Small Space Traveler May Be a First

Rock the size of a Ferris wheel appears to be a long-lost piece of the moon in orbit around sun
By John Johnson,  Newser Staff
Posted Nov 15, 2021 9:07 AM CST
Updated Nov 20, 2021 7:00 AM CST
Small Space Traveler May Be a First
Stock image of Earth as seen from the moon.   (Getty/RomoloTavani)

(Newser) – It's not the first asteroid near Earth to show up in astronomers' telescopes, but this one appears to have a rare distinction. The rock dubbed with the Hawaiian name Kamo`oalewa seems to have come not from deep space, but from our own moon, reports the Guardian. Assuming the theory laid out in Communications Earth & Environment holds up, that would make Kamo`oalewa the first known asteroid to originate from the moon, notes Live Science. Kamo`oalewa is about the size of a Ferris wheel—not quite 200 feet in diameter—and is technically considered a quasi-satellite, per a release from the University of Arizona.

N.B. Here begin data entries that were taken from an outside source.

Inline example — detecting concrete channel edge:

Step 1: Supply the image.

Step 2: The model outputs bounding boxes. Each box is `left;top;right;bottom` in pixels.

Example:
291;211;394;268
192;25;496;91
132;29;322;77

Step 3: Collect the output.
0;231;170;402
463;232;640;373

Meaning, it orbits the sun but stays relatively close to Earth as it does so. In this case, "relatively" means it comes within 9 million miles at its closest point, making it impossible to see with any but the most powerful telescopes on Earth. When first discovered in 2016 by a Hawaiian telescope, astronomers figured the asteroid had the usual mineral composition of asteroids. But the New York Times explains that scientists observing the asteroid during moments when it was lit by the sun found that it actually had the same makeup as the moon. The theory is that a long-ago meteor slammed into the moon and sent Kamo`oalewa flying.

Perhaps the only way to confirm for sure is to send a spacecraft to take samples. “Until then, we’re left with the possibility that, on our journey through space, we’re accompanied by the remains of a collision that punched a hole in the moon,” says Dr. Paul Byrne of the Washington University of St. Louis, who was not involved with the research. “And that’s pretty cool.” The unique name translates roughly to “wobbling celestial object" in Hawaiian. (A NASA spacecraft named Lucy is on it way to explore asteroids elsewhere.)